Congress created the swaps rules in the Dodd-Frank Wall Street Reform and Consumer Protection Act because of a concern that unregulated use of swaps had contributed to the 2008 financial crisis by exposing swaps participants to tens of billions of dollars in unexpected collateral calls and trillions of dollars in theoretical exposure to default risk.
In the act, Congress defines a “swap” as any agreement that is a “put, call, cap, floor, collar, or similar option of any kind that is for the purchase or sale, or based on the value, of one or more interest or other rates, currencies, commodities, securities, instruments of indebtedness, indices, quantitative measures, or other financial or economic interests or property of any kind.”
Congress also has created a definition for “security-based swap,” which includes any swap that incorporates a security; calls for the CFTC to oversee the swaps market together with the U.S. Securities and Exchange Commission (SEC); and requires many swaps users to conduct deals through exchanges or clearinghouses, rather than conducting the deals “over the counter.”
The CFTC has been drafting regulations that would apply to interest rate swaps and currency swaps as well as to swaps involving physical commodities, and it appears that many insurers that have never taken an interest in wheat or gold futures will be running into the CFTC more often.
The CFTC has been posting a log of Dodd-Frank Act-related meetings, and the log shows that insurers, insurance groups and insurance regulators have taken a keen interest in the CFTC.
Representatives from the National Association of Insurance Commissioners (NAIC), Kansas City, Mo., met with CFTC officials about the swaps rule definitions Sept. 1, Sept. 29, Oct. 5 and Monday.
The Consumer Federation of America, Washington, visited Sept. 23, and pension plans and pension plan sponsors called Sept. 17.
Several insurers visited the CFTC with a group of large financial institutions Oct. 6. That group included representatives from American International Group Inc., New York (NYSE:AIG); MetLife Inc., New York (NYSE:MET); and Prudential Financial Inc., Newark, N.J. (NYSE:PRU).
On Nov. 6, representatives from 6 insurers and the American Council of Life Insurers (ACLI),
Washington, visited. MetLife later sent 3 executives back to the CFTC to talk more about the swaps definitions and other Dodd-Frank matters Nov. 12.
When the ACLI visited, it delivered a Dodd-Frank terminology position paper.
“Life insurers are significant end-users of derivative instruments that are used to prudently manage the risks of their assets and liabilities, as permitted under state insurance codes and regulations,” the ACLI says in the position paper. “Life insurers’ financial products protect millions of individuals, families, and businesses through guaranteed lifetime income, life insurance, long-term care, and disability income insurance.
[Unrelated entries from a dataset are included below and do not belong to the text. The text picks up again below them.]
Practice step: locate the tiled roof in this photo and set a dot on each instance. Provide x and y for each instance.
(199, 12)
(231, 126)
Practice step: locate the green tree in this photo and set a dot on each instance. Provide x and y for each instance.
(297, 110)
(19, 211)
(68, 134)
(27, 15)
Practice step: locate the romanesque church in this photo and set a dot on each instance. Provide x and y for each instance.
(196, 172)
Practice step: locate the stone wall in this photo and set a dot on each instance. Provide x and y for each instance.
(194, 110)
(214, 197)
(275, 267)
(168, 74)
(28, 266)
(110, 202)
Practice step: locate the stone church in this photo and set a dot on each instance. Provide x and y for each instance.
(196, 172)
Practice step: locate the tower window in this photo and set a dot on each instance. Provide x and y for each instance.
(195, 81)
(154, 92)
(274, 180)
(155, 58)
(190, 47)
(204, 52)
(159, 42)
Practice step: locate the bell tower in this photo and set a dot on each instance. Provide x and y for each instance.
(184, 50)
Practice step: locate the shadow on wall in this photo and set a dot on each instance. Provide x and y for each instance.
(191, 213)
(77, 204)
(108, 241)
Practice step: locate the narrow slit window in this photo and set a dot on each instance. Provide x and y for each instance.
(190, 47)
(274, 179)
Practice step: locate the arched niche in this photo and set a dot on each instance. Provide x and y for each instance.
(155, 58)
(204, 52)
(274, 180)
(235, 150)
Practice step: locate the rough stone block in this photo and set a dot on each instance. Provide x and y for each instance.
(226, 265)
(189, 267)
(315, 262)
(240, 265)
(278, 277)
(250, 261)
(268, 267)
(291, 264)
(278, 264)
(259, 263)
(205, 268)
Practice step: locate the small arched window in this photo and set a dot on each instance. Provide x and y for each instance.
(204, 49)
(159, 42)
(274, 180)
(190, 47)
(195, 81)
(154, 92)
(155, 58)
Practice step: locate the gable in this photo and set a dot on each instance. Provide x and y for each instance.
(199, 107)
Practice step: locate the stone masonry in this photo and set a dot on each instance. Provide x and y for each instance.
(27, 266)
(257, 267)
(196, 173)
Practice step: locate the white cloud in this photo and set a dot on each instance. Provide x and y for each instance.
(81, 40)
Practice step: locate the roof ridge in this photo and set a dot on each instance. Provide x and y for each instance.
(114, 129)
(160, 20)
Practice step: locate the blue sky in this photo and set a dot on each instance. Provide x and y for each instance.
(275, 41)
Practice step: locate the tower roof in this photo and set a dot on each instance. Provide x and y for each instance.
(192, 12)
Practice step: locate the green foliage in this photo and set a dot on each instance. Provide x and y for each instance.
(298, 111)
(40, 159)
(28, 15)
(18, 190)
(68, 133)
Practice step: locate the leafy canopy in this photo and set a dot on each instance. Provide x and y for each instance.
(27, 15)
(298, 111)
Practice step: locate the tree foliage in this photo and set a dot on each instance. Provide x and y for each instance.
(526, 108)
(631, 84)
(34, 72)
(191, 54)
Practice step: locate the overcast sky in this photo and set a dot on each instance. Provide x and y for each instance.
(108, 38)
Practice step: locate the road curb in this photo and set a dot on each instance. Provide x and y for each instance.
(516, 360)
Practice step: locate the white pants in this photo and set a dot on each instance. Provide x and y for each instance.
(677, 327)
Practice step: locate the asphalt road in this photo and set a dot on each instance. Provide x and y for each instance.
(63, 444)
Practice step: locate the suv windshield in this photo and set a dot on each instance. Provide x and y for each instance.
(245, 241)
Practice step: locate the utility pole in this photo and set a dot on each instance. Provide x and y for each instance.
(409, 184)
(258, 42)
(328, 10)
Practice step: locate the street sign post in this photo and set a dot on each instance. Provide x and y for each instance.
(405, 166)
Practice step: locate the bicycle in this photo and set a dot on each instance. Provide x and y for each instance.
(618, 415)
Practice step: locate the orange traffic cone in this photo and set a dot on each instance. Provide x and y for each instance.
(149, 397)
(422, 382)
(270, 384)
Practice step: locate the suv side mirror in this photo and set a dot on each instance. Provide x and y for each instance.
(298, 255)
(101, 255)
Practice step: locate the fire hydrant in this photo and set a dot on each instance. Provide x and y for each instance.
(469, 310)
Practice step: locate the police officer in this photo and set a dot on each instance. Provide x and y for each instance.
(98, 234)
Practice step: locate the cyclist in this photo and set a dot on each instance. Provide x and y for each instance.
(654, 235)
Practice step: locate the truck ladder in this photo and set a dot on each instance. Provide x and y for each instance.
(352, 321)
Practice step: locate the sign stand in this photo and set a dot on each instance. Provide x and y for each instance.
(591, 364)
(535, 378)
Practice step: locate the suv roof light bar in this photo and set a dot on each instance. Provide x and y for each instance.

The long-term nature of these products requires insurers to match long-term obligations with assets of a longer duration than most other financial institutions. Derivatives allow life insurers to prudently manage the credit and market risk of their portfolios and to fulfill their obligations to policy and contract owners. The regulatory status of derivatives, therefore, is critically important to the life insurance industry.”
The ACLI says Dodd-Frank regulations should reflect the intent of Congress to keep swaps used to manage commercial risk out of the tests used to identify systemically risky swaps users, such as “highly leveraged” swaps users that have borrowed heavily to finance their swaps operations.
“Quantitative thresholds established for determining what is a ‘substantial position’ and what constitutes ‘substantial counterparty risk’ should therefore be at levels at which such systemic risk is likely to be present as the result of the bankruptcy or failure to perform of a market end-user, taking into consideration the risk mitigation benefits of netting, collateral, and clearing,” the ACLI says.
In a section on the definition of “commercial risk,” the ACLI says the term “should be construed to include risks of financial as well as non-financial end-users of derivatives.”
The definition of “highly leveraged” should reflect the nature of an entity’s business model and financial market sector, to avoid overly simplistic tests and unintended consequences, the ACLI says.
Regulators also should make it very clear that an insurance product is not a swap, the ACLI says.